There is a definition of cor_list(), a function that re-formats the data frame x. Here, L is used to add the points to the lower triangle of the matrix, and M is used to add the numerical values as text to the upper triangle of the matrix. With reshape2::melt(), the correlation matrices L and M are each converted into a three-column data frame: the x and y axes of the correlation matrix make up the first two columns and the corresponding correlation coefficient makes up the third column. These become the new variables “points” and “labels”, which can be mapped onto the size aesthetic for the points in the lower triangle and onto the label aesthetic for the text in the upper triangle, respectively. Their values will be the same, but their positions on the plot will be symmetrical about the diagonal! Merging L and M, you have everything you need.

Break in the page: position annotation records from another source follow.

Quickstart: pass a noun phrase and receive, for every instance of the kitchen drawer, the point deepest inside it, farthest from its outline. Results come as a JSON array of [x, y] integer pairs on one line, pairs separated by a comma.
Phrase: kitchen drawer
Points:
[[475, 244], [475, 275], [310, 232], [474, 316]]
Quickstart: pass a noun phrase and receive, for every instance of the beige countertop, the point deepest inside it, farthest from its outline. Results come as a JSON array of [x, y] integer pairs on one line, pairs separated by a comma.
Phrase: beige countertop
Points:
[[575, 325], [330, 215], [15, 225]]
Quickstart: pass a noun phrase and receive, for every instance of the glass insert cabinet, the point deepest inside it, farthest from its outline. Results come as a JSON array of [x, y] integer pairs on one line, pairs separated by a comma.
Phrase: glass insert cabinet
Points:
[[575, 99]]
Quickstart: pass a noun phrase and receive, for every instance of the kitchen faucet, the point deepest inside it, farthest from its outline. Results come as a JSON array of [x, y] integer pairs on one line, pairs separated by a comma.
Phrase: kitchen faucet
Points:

We use reshape2 instead of tidyr is that reshape2::melt() can handle a matrix, whereas tidyr::gather() requires a data frame. At this point you just need to understand how to use the output from cor_list().
First use dplyr to execute this function on the continuous variables in the iris data frame (the first four columns), but separately for each species. Next, you’ll actually plot the resulting data frame with ggplot2 functions.
library(reshape2)
cor_list <- function(x) {
L <- M <- cor(x)
M[lower.tri(M, diag = TRUE)] <- NA
M <- melt(M)
names(M)[3] <- "points"
L[upper.tri(L, diag = TRUE)] <- NA
L <- melt(L)
names(L)[3] <- "labels"
merge(M, L)
}
# Calculate xx with cor_list
library(dplyr)
xx <- iris %>%
group_by(Species) %>%
do(cor_list(.[1:4]))
# Finish the plot
ggplot(xx, aes(x = Var1, y = Var2)) +
geom_point(
aes(col = points, size = abs(points)),
shape = 16
) +
geom_text(
aes(col = labels, size = abs(labels), label = round(labels, 2))
) +
scale_size(range = c(0, 6)) +
scale_color_gradient2("r", limits = c(-1, 1)) +
scale_y_discrete("", limits = rev(levels(xx$Var1))) +
scale_x_discrete("") +
guides(size = FALSE) +
geom_abline(slope = -1, intercept = nlevels(xx$Var1) + 1) +
coord_fixed() +
facet_grid(. ~ Species) +
theme(axis.text.y = element_text(angle = 45, hjust = 1),
axis.text.x = element_text(angle = 45, hjust = 1),
strip.background = element_blank())
## Warning: Removed 30 rows containing missing values (geom_point).
## Warning: Removed 30 rows containing missing values (geom_text).